UPDATE: 12:40 p.m. EDT — Republican National Committee Chairman Reince Priebus reacted to the State Department's report on Wednesday, saying the inspector general's findings simply add to the concerns Republicans have been raising about Hillary Clinton for months.
Clinton's presidential campaign shot back with its own statement arguing that the inspector general's report is not damaging because it shows that other secretaries of state also used personal email, just as she did.
"While political opponents of Hillary Clinton are sure to misrepresent this report for their own purposes, in reality, the inspector general documents just how consistent her email practices were with those of other secretaries and senior officials at the State Department who also used personal email," the statement said. "The report shows that problems with the State Department's electronic recordkeeping systems were longstanding and that there was no precedent of someone in her position having a State Department email account until after the arrival of her successor."
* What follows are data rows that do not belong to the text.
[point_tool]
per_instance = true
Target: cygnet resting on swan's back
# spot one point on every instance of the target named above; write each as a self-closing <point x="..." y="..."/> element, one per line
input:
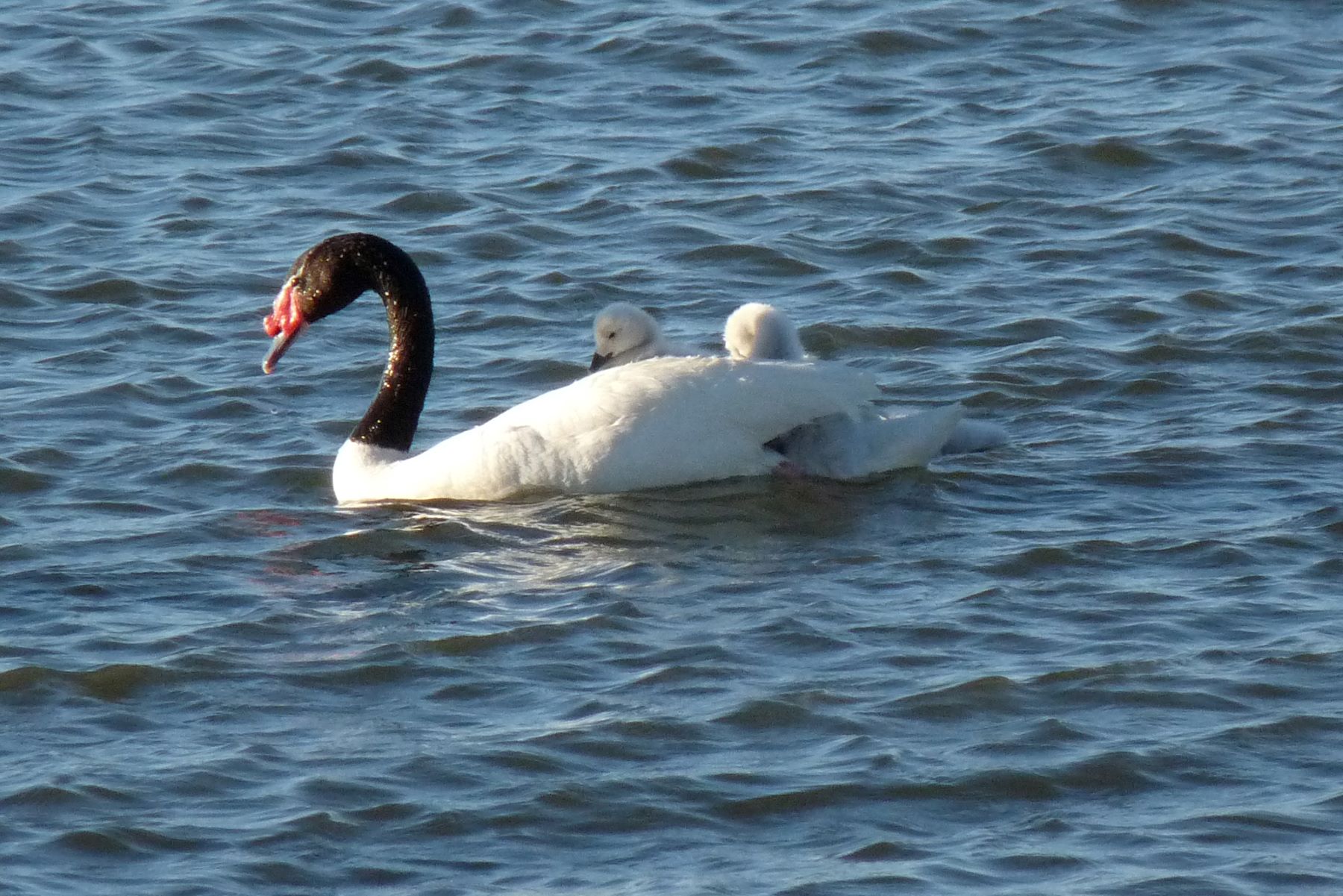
<point x="663" y="422"/>
<point x="624" y="333"/>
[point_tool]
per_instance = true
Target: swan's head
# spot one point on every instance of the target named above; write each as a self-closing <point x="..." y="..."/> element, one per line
<point x="762" y="332"/>
<point x="327" y="278"/>
<point x="624" y="333"/>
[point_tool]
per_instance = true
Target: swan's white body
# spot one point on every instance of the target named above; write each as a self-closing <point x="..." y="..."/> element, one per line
<point x="661" y="422"/>
<point x="857" y="442"/>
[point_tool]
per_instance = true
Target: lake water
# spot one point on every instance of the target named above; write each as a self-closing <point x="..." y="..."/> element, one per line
<point x="1103" y="660"/>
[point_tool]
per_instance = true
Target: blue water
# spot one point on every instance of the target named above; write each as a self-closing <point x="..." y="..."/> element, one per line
<point x="1103" y="660"/>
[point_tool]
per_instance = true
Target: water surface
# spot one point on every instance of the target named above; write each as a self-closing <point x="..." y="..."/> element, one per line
<point x="1103" y="660"/>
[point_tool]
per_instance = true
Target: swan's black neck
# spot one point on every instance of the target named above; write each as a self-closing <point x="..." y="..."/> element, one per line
<point x="391" y="419"/>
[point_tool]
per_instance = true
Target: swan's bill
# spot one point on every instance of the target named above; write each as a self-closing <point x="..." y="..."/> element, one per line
<point x="285" y="323"/>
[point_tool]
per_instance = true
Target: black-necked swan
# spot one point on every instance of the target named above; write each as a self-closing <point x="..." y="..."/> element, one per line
<point x="661" y="422"/>
<point x="624" y="333"/>
<point x="758" y="330"/>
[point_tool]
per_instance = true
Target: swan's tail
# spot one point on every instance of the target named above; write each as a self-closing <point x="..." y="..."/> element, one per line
<point x="974" y="436"/>
<point x="846" y="448"/>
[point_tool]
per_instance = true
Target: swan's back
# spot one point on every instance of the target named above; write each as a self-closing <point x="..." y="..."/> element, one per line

The statement also emphasized that State Department officials knew about Clinton's personal email and that she took steps "that went much further than others to appropriately preserve and release her records."
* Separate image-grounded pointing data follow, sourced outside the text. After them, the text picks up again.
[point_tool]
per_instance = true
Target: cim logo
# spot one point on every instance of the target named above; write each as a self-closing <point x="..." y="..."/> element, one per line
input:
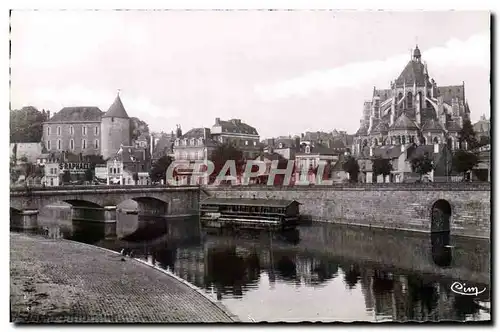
<point x="462" y="289"/>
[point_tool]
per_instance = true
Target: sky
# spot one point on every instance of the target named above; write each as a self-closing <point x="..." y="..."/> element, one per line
<point x="283" y="72"/>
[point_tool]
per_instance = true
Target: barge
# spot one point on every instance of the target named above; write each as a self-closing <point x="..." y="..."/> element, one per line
<point x="249" y="213"/>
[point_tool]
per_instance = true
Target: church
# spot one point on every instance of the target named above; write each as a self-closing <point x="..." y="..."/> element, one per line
<point x="414" y="110"/>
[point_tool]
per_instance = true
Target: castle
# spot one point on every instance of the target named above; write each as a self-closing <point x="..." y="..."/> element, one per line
<point x="413" y="110"/>
<point x="88" y="130"/>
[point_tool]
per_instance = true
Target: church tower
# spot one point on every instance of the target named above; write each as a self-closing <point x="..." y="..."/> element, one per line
<point x="115" y="129"/>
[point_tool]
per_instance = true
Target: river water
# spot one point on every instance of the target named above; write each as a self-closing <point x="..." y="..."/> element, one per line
<point x="323" y="272"/>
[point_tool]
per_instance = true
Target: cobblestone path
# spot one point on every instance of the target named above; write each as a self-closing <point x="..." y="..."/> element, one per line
<point x="61" y="281"/>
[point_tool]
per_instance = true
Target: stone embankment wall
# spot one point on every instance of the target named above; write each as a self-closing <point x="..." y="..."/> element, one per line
<point x="392" y="206"/>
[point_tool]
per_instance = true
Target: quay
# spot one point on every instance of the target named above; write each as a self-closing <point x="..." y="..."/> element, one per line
<point x="60" y="281"/>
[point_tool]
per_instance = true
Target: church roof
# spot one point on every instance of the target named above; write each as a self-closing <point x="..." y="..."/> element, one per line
<point x="75" y="114"/>
<point x="116" y="110"/>
<point x="432" y="126"/>
<point x="404" y="123"/>
<point x="381" y="128"/>
<point x="413" y="73"/>
<point x="362" y="131"/>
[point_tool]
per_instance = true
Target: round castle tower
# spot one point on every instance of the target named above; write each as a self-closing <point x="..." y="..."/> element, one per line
<point x="115" y="129"/>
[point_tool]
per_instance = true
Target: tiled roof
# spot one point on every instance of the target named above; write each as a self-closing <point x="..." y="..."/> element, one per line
<point x="432" y="125"/>
<point x="413" y="73"/>
<point x="116" y="110"/>
<point x="80" y="113"/>
<point x="404" y="122"/>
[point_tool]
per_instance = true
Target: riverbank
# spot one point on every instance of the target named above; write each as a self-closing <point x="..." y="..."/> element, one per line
<point x="60" y="281"/>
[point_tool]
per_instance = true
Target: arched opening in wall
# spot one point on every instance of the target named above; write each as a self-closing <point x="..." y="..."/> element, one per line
<point x="141" y="218"/>
<point x="440" y="233"/>
<point x="409" y="100"/>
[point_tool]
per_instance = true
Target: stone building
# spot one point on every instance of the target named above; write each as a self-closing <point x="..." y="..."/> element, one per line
<point x="414" y="109"/>
<point x="240" y="134"/>
<point x="87" y="130"/>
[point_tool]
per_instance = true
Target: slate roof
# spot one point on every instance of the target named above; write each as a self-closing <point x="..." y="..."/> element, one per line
<point x="450" y="91"/>
<point x="248" y="202"/>
<point x="404" y="122"/>
<point x="116" y="110"/>
<point x="453" y="126"/>
<point x="387" y="151"/>
<point x="76" y="114"/>
<point x="199" y="133"/>
<point x="432" y="125"/>
<point x="382" y="128"/>
<point x="413" y="73"/>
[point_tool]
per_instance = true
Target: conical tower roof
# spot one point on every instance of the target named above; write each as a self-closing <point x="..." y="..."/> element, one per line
<point x="116" y="110"/>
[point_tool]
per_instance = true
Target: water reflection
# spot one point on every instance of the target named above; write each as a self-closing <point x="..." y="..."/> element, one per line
<point x="251" y="274"/>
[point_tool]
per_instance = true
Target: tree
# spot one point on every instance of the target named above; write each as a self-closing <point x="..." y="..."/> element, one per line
<point x="421" y="164"/>
<point x="222" y="154"/>
<point x="467" y="134"/>
<point x="464" y="161"/>
<point x="26" y="125"/>
<point x="381" y="167"/>
<point x="137" y="128"/>
<point x="159" y="170"/>
<point x="351" y="166"/>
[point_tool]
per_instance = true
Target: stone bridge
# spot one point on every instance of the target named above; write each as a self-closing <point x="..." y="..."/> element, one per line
<point x="98" y="203"/>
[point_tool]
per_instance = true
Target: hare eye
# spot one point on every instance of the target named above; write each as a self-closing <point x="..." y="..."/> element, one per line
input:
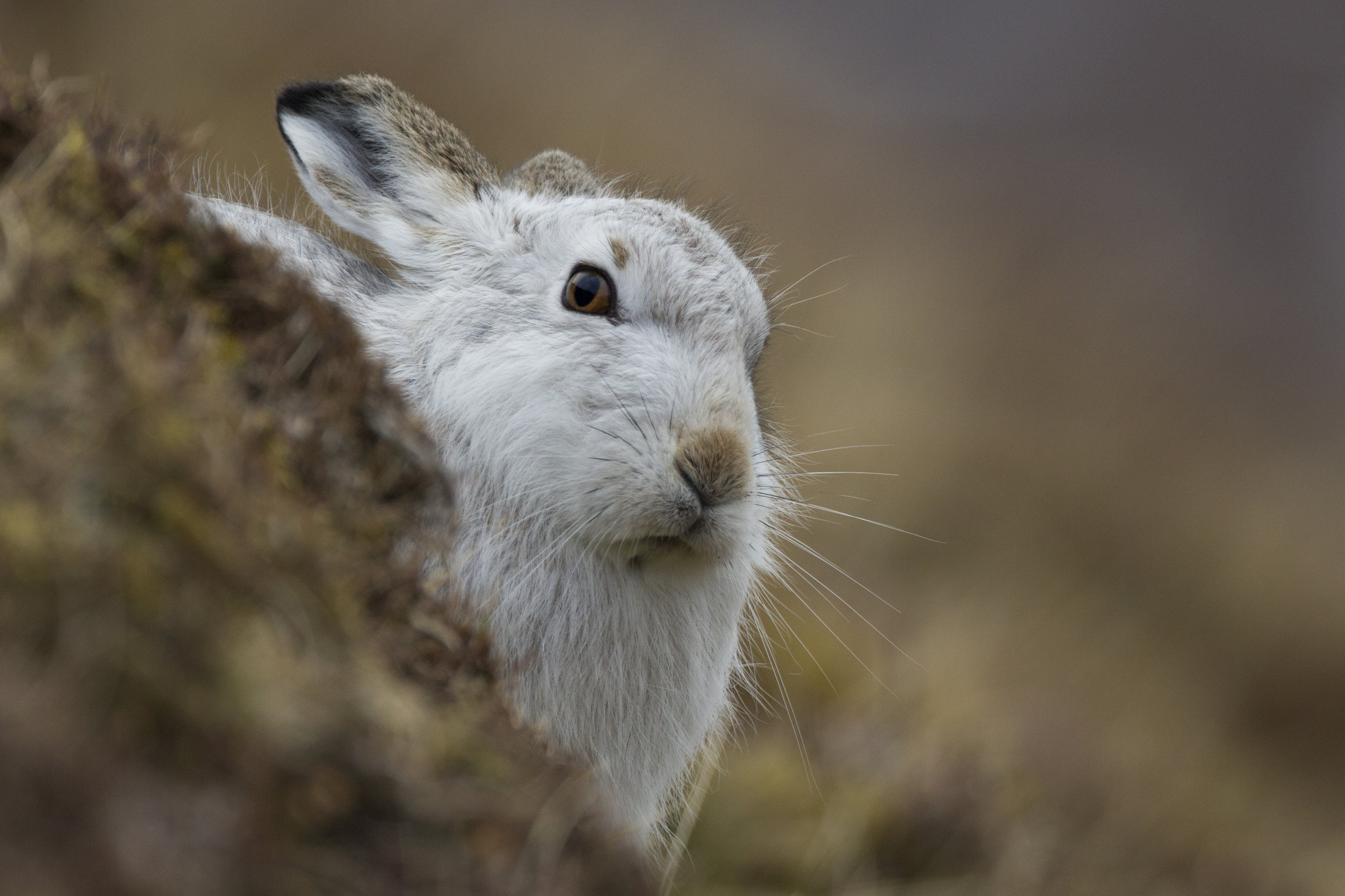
<point x="590" y="291"/>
Hillary Clinton just can't seem to get away from her email woes. After months of being dogged by the controversy surrounding her use of a private email server while she was secretary of state, the State Department’s inspector general has concluded that Clinton did not comply with the agency’s policies on record keeping, Politico reported Wednesday.
The information comes in a report released to lawmakers Wednesday that Politico obtained. The report says the State Department has "long-standing, systemic weaknesses" regarding its records that "go well beyond the tenure of any one secretary of state,” but it does call out Clinton for using her private email while in office.
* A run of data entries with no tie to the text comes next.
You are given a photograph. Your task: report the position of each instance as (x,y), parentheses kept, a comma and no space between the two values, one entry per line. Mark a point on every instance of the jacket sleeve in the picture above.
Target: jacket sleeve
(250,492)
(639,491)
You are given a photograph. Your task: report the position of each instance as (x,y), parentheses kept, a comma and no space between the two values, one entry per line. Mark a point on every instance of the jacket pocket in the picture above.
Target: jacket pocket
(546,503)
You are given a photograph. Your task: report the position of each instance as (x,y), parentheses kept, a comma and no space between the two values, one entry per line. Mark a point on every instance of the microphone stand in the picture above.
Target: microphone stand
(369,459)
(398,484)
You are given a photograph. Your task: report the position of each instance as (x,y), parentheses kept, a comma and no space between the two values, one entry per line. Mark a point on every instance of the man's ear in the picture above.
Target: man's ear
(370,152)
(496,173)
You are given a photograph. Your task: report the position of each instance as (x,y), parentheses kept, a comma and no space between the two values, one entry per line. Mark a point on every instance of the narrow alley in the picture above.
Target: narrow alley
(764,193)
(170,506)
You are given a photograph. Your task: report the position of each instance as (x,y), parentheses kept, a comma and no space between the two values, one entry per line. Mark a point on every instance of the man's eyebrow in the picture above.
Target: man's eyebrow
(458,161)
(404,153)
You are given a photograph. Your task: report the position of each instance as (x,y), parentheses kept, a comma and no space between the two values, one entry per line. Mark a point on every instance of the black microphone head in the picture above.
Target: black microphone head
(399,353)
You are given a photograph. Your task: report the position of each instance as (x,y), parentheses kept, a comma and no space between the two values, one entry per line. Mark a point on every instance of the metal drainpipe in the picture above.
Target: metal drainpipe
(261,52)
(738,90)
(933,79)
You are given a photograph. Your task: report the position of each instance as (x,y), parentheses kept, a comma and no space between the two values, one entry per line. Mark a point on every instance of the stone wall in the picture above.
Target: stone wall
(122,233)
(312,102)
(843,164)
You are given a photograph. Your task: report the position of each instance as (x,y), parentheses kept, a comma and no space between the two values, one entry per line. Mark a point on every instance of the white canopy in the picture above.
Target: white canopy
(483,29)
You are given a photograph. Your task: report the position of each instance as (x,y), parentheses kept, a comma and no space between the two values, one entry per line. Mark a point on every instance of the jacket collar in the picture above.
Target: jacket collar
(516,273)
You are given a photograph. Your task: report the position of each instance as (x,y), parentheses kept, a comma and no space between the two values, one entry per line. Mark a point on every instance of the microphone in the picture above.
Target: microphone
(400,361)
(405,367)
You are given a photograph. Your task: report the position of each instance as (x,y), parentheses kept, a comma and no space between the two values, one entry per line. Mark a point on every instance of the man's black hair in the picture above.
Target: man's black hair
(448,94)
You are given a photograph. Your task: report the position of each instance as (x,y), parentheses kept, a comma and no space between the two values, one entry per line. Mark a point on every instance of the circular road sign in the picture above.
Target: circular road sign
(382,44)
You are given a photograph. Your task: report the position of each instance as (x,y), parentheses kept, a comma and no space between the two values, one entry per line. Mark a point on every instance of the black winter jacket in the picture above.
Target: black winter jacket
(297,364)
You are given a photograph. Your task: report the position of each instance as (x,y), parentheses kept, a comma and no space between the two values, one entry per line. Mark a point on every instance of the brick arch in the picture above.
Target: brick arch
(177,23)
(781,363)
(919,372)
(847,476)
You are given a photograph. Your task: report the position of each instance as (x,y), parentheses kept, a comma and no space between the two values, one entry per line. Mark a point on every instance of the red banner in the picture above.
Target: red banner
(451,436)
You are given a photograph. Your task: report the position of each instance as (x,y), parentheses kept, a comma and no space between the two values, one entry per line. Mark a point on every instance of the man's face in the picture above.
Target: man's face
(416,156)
“Therefore, Secretary Clinton should have preserved any federal records she created and received on her personal account by printing and filing those records with the related files in the office of the secretary,” the report said. “At a minimum, Secretary Clinton should have surrendered all emails dealing with department business before leaving government service, and because she did not do so, she did not comply with the department’s policies that were implemented in accordance with the Federal Records Act.”
The report also revealed Clinton and her top staff members did not cooperate with the State Department review. Its findings come from interviews with current Secretary of State John Kerry and his predecessors Madeleine Albright, Colin Powell and Condoleezza Rice, but Clinton declined an interview.
After it was reported in March that Clinton used a personal email address connected to a privately owned server during her time as secretary of state, there has been much discussion about whether she actually did anything wrong. A Freedom of Information Act lawsuit led a judge to order the State Department to release batches of her emails monthly from June through early this year, and Clinton has continued to face scrutiny on several other fronts as she tries to put the scandal behind her and focus on her run for the Democratic presidential nomination.
In addition to the State Department inspector general report, she faces a continuing FBI investigation into the setup of the email server as well as other FOIA lawsuits. Presumptive Republican nominee Donald Trump has criticized Clinton over this controversy, and he is likely to use this latest report as fodder for his nickname for her, “Crooked Hillary.”